In the embodiments provided in the present application, it should be understood that the disclosed apparatus and method may be implemented in other ways. For example, the above-described system embodiments are merely illustrative, and for example, the division of the modules or units is only one logical division, and there may be other divisions when actually implemented, for example, a plurality of units or components may be combined or may be integrated into another system, or some features may be omitted, or not executed. In addition, the shown or discussed mutual coupling or direct coupling or communication connection may be an indirect coupling or communication connection through some interfaces, devices or units, and may be in an electrical, mechanical or other form.
The units described as separate parts may or may not be physically separate, and parts displayed as units may or may not be physical units, may be located in one place, or may be distributed on a plurality of network units. Some or all of the units can be selected according to actual needs to achieve the purpose of the solution of the embodiment.
In addition, functional units in the embodiments of the present application may be integrated into one processing unit, or each unit may exist alone physically, or two or more units are integrated into one unit. The integrated unit can be realized in a form of hardware, and can also be realized in a form of a software functional unit.
The integrated unit, if implemented in the form of a software functional unit and sold or used as a stand-alone product, may be stored in a computer readable storage medium. Based on such understanding, all or part of the processes in the methods of the embodiments described above can be implemented by a computer program, which can be stored in a computer-readable storage medium and can implement the steps of the embodiments of the methods described above when the computer program is executed by a processor. Wherein the computer program comprises computer program code, which may be in the form of source code, object code, an executable file or some intermediate form, etc. The computer readable medium may include at least: any entity or apparatus capable of carrying computer program code to a terminal device, recording medium, computer Memory, Read-Only Memory (ROM), Random-Access Memory (RAM), electrical carrier wave signals, telecommunications signals, and software distribution medium. Such as a usb-disk, a removable hard disk, a magnetic or optical disk, etc.

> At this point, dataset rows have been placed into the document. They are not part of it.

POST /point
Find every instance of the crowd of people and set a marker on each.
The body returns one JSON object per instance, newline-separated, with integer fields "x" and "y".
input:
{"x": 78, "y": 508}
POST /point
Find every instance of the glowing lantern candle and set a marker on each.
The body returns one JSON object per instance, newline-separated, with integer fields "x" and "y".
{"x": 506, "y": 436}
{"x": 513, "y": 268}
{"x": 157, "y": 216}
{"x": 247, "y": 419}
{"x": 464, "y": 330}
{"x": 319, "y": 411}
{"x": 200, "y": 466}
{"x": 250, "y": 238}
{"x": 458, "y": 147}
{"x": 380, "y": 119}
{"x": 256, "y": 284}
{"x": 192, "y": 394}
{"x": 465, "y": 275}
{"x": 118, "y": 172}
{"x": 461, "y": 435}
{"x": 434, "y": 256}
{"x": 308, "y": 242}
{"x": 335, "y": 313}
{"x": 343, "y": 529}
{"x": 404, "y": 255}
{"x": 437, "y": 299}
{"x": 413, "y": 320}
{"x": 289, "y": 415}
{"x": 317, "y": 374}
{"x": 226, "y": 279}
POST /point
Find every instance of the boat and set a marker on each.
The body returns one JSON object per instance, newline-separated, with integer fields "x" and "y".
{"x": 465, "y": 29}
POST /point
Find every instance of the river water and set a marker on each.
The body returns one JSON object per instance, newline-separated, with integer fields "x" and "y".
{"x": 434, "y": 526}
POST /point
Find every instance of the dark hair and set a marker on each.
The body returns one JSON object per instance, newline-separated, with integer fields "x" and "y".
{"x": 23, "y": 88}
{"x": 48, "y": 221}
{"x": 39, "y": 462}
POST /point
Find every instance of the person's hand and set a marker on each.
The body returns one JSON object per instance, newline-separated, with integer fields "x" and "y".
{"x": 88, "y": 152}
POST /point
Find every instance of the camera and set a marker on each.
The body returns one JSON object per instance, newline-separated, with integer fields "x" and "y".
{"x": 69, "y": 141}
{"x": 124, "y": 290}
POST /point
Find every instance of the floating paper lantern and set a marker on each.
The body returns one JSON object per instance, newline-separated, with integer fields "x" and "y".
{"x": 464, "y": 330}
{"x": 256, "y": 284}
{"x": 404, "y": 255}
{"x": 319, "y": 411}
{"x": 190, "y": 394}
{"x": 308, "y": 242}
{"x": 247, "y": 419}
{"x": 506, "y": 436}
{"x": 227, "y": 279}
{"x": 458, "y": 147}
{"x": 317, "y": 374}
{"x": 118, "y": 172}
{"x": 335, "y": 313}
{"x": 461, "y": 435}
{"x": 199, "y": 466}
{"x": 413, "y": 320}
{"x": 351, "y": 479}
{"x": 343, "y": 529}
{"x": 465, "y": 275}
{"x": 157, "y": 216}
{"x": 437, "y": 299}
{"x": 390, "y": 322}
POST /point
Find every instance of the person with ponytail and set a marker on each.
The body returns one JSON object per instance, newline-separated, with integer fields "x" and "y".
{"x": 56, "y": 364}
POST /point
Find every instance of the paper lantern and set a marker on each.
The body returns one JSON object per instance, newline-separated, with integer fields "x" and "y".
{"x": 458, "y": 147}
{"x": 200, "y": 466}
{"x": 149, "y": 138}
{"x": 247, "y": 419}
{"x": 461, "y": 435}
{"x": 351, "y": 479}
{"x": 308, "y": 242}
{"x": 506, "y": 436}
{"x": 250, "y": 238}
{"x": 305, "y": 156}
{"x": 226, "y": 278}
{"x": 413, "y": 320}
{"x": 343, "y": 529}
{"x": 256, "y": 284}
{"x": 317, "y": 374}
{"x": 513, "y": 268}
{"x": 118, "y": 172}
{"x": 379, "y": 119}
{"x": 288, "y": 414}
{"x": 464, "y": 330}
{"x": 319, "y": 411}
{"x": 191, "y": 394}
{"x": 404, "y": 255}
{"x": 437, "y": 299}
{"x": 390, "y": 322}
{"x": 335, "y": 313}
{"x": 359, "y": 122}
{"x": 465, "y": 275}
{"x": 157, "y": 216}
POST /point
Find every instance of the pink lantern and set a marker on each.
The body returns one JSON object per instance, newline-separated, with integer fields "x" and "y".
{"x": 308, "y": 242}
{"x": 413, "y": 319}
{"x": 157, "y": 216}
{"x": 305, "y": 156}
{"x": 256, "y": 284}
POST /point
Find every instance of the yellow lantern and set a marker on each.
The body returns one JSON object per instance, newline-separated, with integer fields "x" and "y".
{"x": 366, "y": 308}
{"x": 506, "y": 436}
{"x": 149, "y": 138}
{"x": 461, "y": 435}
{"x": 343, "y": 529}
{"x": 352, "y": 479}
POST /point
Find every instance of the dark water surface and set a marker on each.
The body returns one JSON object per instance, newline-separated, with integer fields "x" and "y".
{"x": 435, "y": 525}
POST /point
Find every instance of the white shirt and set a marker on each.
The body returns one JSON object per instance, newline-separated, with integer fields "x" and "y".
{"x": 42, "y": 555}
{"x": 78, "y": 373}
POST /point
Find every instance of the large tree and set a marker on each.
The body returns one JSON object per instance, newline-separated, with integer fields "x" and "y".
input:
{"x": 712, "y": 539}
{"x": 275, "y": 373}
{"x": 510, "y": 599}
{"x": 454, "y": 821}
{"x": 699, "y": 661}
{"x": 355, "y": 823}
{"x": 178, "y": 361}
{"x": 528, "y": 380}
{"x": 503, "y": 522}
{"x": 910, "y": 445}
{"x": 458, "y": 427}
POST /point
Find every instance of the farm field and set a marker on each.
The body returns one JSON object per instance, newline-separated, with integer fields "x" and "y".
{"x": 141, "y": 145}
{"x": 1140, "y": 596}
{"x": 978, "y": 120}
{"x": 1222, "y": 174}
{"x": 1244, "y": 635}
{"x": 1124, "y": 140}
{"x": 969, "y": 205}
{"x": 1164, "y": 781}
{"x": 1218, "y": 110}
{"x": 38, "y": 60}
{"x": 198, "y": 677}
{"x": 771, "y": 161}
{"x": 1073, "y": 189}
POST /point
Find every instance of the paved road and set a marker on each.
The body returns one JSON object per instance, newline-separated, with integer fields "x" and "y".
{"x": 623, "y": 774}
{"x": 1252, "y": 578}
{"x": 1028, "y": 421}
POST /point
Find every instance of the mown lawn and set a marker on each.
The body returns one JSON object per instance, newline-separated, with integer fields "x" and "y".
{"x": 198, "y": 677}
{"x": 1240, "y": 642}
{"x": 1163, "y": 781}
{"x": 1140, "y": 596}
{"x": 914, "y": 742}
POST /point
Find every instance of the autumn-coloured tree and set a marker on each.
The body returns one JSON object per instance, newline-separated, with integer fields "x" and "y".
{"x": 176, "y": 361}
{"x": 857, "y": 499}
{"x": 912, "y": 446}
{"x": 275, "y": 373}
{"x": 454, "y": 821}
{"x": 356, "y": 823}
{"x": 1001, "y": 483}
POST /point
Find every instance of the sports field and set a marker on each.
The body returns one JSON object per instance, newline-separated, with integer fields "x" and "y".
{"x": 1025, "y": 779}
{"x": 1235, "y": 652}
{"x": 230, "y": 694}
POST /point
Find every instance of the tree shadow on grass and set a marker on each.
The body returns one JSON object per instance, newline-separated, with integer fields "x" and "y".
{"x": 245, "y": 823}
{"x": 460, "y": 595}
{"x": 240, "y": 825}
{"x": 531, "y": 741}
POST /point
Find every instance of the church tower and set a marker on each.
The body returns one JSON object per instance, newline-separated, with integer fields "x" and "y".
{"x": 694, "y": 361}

In certain jurisdictions, computer-readable media may not be an electrical carrier signal or a telecommunications signal in accordance with legislative and patent practice.
The above-mentioned embodiments are only used for illustrating the technical solutions of the present application, and not for limiting the same; although the present application has been described in detail with reference to the foregoing embodiments, it should be understood by those of ordinary skill in the art that: the technical solutions described in the foregoing embodiments may still be modified, or some technical features may be equivalently replaced; such modifications and substitutions do not substantially depart from the spirit and scope of the embodiments of the present application and are intended to be included within the scope of the present application.